Removing such restrictions does allow progression and regression planners to find any walk through state space, i.e., all plans minimal or otherwise. Such planners could enumerate all such walks, if desired, by printing plans whenever the goal check succeeds (but refusing to terminate, and generating the children of the state even though the goal is already true), but the search control does have to be breadth or best first [i.e., there must exist some measure of a plans with the guarantee that solutions are printed in sorted order with respect to the measure, and that only finitely many plans ever map to a value of the measure]. These considerations are important to partial satisfaction planning, actually.

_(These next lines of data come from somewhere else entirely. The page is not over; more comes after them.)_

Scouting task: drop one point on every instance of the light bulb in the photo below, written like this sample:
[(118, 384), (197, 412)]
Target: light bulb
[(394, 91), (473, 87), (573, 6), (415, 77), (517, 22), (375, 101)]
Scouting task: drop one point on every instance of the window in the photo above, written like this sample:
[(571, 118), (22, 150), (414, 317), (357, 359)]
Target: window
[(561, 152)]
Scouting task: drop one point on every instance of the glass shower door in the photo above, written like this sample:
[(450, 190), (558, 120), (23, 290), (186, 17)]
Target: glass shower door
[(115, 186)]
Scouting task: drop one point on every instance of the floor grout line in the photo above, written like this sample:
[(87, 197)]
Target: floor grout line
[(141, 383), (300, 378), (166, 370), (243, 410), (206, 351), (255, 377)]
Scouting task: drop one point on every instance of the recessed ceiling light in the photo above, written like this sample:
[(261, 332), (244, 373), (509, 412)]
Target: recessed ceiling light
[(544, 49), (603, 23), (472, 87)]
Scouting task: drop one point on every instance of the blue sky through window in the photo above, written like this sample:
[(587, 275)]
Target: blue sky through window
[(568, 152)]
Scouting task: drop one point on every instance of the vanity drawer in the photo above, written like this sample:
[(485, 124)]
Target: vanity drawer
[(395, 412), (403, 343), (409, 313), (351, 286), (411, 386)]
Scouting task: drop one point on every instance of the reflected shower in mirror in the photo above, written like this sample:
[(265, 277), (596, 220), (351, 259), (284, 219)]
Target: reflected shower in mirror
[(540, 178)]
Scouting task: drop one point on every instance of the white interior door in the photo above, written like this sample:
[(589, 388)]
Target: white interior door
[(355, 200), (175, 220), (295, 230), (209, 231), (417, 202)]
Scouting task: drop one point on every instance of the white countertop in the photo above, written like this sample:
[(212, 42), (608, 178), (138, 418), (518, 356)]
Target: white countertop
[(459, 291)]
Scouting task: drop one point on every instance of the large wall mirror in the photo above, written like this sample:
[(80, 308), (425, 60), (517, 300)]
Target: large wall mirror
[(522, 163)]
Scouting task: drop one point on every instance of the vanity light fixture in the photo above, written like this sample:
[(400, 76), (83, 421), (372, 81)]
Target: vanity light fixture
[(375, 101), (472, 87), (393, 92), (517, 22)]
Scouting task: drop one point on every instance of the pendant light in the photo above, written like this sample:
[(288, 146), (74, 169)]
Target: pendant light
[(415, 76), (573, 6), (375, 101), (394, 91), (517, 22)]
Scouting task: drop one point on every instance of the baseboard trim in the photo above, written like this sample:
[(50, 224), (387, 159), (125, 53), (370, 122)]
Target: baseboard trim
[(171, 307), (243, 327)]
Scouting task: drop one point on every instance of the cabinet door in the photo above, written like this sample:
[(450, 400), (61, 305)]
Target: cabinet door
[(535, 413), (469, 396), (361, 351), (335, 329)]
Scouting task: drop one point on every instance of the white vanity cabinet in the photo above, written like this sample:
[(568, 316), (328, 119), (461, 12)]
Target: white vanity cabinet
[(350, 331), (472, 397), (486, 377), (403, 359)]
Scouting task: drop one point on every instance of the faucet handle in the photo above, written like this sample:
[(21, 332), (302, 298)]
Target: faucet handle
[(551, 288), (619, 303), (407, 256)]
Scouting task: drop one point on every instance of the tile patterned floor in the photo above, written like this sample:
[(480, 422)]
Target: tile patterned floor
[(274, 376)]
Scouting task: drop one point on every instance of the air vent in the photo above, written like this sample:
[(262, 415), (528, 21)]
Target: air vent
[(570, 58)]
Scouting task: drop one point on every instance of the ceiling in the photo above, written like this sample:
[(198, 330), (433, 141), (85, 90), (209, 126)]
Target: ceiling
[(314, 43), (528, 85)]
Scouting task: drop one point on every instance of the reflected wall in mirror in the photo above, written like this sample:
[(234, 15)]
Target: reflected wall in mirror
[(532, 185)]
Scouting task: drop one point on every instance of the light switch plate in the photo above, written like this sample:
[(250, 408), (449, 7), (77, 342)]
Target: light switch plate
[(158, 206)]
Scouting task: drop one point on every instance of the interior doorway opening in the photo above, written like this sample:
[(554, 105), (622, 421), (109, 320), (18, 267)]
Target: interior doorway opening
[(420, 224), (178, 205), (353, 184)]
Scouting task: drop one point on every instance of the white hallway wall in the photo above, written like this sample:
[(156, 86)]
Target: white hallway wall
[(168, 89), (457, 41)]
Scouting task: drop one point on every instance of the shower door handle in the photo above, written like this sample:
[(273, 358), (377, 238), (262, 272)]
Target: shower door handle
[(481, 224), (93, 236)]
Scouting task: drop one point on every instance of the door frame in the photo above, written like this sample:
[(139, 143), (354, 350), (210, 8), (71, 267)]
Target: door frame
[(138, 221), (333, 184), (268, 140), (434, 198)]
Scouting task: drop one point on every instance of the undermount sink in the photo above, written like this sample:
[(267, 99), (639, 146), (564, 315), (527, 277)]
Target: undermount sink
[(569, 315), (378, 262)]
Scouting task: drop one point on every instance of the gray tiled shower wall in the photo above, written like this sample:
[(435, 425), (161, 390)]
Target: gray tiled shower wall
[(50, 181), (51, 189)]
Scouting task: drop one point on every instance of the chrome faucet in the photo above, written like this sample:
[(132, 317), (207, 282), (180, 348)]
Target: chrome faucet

Regression can, of course, generate cycles as easily as progression. One can almost invert any STRIPS domain; the inverted domain requires disjunctive and negative preconditions (and the original domain has to insist on conjunctive and positive preconditions). The idea here is that progression in the inverted domain is exactly regression in the original domain [so general properties of progression are also general properties of regression, and vice versa, unless the properties depend upon purely conjunctive or purely positive preconditions].

Minimizing a plan, by this definition, is going to be exponential -- every subset of actions would have to be checked in worst-case scenarios. In many domains, however, a simple search considering removing one action at a time could terminate early in every branch, leaving polynomial time. (if, for example, each action contributes the truth of a proposition that is needed by another action known to be necessary, and that no other action in the plan gives that condition, then this action is also necessary (counting the initial state and goal states as actions, with the goal state being the only action initially marked necessary). A simple backwards sweep is sufficient. Slight optimizations would be sufficient to minimize Blocksworld plans, and i think the approach as stated works for Rovers plans without cycles in move operators [which are easy to separately detect])

Different notions of planning define minimality in different ways; progression and regression normally imagine minimality to mean acyclic. Under that notion of minimality, with normal sorts of pruning based on cycle checking or duplicate detection, progression and regression generate minimal plans.

Under the suggested definition of minimality, progression and regression can generate non-minimal plans under any search control that doesn't guarantee optimality [even if employing duplicate detection or cycle elimination]. First note than an optimal plan must be minimal, since removing any set of actions reduces cost. Consider the following sketch of a state space:

sI -A-> s1 -B-> s2 -A'-> s3 -Z-> sG

-A'-> s3 -Z-> sG

An optimal planner will visit s3 by the shortest path first (optimal planners typically guarantee optimality in this recursive manner). A suboptimal planner, however, might choose to do ABA'Z, which is acyclic and non-minimal (A and B can be removed). Note that if B depends upon A, and A' depends upon B (or the initial state, and A deletes the condition that both the initial state and B assert), then removing either A or B alone leaves an unsound plan [thus showing the need to consider all subsets of a plan].

A planner that only prunes cyclic search branches (instead of keeping a closed list) will generate such acyclic, non-minimal, sub-optimal solutions with the greatest of ease.

For a much more thorough analysis of a very similar problem, one could look at Backstrom's analysis of reordering and deordering of plans; reordering being the hard problem of determining whether or not a plan has many alternative causal-link proofs [this is related to minimality as defined here].

While optimality implies minimality, and non-minimality implies sub-optimality, minimality does not imply optimality. (Under either definition of minimality: acyclic or every subset kills the plan).